O assassinato do professor Davi Said Aidar, uma figura proeminente nas pesquisas sobre abelhas no Brasil, abalou a comunidade acadêmica e os amantes da biodiversidade. O crime ocorreu na noite de sexta-feira (6) em um bar de sua propriedade, localizado na rodovia AM-010, na zona norte de Manaus.
O impacto da pesquisa em abelhas no Brasil
Aidar era professor da Universidade Federal do Amazonas (Ufam) e dedicou sua vida acadêmica ao estudo das abelhas, com foco em entomologia e meliponicultura.

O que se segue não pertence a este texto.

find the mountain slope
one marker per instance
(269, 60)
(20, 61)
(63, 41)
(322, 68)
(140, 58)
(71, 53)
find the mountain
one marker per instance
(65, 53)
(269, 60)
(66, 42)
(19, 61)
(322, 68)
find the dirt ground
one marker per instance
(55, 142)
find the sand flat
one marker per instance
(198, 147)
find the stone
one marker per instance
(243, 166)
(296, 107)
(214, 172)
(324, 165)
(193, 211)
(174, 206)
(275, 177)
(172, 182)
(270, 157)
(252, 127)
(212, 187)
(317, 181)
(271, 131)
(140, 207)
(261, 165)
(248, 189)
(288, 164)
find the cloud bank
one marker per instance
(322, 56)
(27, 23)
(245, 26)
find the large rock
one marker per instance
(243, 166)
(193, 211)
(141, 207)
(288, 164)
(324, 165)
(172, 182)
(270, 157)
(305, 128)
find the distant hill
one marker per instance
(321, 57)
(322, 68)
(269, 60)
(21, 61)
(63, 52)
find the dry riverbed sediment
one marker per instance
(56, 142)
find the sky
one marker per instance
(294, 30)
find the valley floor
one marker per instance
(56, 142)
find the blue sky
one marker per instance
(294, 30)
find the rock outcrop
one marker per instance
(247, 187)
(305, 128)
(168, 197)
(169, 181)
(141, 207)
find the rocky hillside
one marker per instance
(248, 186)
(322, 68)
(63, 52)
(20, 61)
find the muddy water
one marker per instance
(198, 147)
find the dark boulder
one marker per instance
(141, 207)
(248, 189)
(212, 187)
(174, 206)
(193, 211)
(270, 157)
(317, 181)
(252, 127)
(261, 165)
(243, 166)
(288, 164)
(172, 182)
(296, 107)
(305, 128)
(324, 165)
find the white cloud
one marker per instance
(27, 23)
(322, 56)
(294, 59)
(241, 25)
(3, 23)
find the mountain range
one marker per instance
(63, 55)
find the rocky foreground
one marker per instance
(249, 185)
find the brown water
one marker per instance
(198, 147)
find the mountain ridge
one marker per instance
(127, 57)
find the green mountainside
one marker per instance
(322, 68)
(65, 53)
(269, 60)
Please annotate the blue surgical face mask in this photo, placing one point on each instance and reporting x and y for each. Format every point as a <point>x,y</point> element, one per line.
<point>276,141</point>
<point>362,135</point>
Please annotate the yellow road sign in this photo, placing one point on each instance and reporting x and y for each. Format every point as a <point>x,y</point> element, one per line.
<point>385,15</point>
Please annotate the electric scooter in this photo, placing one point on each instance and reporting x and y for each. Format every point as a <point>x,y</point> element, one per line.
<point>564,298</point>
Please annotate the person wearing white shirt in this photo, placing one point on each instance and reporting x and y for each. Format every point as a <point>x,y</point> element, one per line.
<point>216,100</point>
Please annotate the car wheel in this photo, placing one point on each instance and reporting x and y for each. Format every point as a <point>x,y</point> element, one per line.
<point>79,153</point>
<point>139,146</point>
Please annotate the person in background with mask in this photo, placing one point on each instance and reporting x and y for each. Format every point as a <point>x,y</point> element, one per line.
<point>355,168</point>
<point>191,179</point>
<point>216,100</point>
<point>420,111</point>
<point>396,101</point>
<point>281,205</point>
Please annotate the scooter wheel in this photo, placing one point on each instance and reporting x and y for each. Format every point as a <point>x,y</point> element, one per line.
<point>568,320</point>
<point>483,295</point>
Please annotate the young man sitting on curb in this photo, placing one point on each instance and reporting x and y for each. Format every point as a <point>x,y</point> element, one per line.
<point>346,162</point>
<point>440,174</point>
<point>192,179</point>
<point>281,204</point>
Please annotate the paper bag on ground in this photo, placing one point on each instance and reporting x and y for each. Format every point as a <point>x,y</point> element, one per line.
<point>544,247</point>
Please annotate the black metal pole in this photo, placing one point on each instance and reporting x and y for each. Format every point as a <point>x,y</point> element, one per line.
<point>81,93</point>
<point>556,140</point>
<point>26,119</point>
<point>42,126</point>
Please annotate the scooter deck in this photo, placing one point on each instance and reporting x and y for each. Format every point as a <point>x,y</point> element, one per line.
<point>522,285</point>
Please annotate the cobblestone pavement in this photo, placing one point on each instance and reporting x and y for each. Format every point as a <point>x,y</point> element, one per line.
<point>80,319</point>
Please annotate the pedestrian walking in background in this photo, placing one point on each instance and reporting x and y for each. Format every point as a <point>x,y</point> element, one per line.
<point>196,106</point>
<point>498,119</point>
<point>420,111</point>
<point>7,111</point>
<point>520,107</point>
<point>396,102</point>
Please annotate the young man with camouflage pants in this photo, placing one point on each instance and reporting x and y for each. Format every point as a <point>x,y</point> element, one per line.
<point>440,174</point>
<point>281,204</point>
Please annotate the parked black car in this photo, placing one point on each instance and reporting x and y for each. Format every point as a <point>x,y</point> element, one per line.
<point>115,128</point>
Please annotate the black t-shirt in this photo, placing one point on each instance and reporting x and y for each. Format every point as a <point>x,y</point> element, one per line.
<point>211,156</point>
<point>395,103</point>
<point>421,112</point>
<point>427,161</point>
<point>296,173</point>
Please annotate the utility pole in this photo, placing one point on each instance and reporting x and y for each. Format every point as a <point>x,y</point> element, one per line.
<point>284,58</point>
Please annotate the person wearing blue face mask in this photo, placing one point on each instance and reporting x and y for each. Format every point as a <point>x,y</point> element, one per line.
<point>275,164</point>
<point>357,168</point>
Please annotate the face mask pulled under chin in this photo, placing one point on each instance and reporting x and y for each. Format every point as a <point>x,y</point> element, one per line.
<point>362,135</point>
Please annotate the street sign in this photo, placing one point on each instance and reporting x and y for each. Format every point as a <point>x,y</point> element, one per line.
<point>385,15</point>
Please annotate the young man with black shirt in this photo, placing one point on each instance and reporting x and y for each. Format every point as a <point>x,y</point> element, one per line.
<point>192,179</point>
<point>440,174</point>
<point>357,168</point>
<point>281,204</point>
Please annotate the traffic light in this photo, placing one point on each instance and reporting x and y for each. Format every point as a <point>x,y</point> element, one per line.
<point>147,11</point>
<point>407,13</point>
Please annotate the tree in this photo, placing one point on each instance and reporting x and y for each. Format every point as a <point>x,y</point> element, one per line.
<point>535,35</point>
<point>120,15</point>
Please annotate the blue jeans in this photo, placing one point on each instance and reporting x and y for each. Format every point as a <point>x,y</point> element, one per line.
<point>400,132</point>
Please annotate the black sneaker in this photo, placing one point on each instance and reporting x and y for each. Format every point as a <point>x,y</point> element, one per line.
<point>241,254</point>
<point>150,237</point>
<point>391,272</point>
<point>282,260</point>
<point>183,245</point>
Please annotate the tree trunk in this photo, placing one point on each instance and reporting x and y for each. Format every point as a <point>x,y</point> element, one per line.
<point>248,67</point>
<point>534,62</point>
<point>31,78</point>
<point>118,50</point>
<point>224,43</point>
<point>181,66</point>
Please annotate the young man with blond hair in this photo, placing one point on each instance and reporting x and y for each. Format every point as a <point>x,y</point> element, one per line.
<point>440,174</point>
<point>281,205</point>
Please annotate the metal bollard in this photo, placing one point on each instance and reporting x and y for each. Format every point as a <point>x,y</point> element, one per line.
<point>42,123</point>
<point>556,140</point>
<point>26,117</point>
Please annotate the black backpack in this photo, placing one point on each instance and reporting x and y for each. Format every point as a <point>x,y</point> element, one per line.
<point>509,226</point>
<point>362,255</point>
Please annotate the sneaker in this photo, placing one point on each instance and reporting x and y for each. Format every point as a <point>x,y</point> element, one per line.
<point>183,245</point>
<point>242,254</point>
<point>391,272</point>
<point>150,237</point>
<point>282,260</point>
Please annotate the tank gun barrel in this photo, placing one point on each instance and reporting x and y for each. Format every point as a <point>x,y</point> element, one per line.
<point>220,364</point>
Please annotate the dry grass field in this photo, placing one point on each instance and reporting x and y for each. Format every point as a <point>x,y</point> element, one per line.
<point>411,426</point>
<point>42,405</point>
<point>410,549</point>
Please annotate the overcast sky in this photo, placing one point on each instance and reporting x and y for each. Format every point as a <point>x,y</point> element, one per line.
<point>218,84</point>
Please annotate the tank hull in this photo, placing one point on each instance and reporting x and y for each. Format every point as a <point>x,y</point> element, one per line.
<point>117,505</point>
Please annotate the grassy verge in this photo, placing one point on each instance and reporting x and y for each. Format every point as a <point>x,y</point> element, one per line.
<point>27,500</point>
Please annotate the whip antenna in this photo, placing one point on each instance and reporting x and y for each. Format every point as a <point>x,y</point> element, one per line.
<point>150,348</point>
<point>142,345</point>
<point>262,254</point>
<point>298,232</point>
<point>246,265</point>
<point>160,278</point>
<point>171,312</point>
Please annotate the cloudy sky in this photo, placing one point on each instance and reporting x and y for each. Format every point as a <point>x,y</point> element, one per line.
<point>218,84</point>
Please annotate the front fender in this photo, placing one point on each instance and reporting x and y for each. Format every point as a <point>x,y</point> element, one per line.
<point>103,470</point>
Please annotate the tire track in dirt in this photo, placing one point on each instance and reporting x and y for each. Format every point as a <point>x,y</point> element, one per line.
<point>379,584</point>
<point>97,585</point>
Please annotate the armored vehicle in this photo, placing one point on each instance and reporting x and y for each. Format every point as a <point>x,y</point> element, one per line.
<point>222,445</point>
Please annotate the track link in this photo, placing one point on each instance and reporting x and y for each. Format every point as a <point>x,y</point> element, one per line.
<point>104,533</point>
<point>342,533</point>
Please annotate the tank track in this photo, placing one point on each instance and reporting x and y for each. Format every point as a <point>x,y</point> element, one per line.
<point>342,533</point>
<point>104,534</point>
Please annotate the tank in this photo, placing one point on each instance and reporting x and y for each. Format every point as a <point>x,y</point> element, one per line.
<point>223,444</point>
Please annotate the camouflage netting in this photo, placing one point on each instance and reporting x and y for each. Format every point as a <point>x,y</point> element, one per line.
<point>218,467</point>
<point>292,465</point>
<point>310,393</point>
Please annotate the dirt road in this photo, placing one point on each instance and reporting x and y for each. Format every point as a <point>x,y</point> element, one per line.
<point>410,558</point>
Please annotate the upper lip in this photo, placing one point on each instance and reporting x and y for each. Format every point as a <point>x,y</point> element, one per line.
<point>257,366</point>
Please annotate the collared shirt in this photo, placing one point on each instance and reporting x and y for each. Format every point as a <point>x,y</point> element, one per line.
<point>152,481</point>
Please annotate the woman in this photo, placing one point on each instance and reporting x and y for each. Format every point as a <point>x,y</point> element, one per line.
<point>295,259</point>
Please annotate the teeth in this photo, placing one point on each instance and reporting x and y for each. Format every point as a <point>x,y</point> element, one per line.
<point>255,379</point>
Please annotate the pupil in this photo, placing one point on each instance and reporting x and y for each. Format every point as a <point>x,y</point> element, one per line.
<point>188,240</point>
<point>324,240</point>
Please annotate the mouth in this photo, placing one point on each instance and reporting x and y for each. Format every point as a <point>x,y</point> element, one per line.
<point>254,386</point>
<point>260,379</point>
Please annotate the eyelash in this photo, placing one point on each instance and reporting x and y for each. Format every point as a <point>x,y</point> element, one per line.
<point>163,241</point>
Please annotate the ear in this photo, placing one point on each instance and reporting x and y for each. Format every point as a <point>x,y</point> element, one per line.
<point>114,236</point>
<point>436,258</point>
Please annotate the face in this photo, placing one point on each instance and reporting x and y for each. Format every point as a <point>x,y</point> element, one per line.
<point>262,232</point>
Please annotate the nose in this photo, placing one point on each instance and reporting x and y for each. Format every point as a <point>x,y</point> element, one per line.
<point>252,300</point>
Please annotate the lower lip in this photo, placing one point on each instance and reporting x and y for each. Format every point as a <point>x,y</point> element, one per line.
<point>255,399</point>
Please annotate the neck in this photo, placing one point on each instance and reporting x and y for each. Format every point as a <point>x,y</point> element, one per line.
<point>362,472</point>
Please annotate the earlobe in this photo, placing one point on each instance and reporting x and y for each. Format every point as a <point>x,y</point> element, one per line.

Seu trabalho era fundamental para o entendimento da biodiversidade amazônica e para a promoção do manejo sustentável das espécies nativas. Além de coordenar projetos significativos, ele foi um mentor para muitos alunos e pesquisadores, deixando um legado importante na ciência brasileira.
Circunstâncias do crime
De acordo com as informações preliminares, dois homens encapuzados chegaram ao bar em uma motocicleta e dispararam contra Aidar antes de fugirem do local. Ele não sobreviveu aos ferimentos e foi declarado morto ainda no local. A Delegacia Especializada em Homicídios e Sequestros (DEHS) está à frente das investigações e busca identificar os responsáveis pela execução e o motivo por trás do crime, que permanece desconhecido até o momento.
Lamentações e repercussão
A Ufam emitiu uma nota oficial lamentando a morte do professor, ressaltando sua contribuição inestimável para a ciência e expressando solidariedade aos familiares, amigos e alunos. A perda de Aidar deixa um vazio significativo na área de pesquisa sobre abelhas, especialmente em um momento em que a preservação ambiental se torna cada vez mais urgente. Detalhes sobre o velório e o sepultamento ainda não foram divulgados.
Esse crime traz à tona não apenas a violência enfrentada em várias partes do Brasil, mas também a importância de se proteger aqueles que dedicam suas vidas ao avanço do conhecimento e à proteção do meio ambiente. A comunidade acadêmica e científica aguarda por respostas, na esperança de que a justiça seja feita.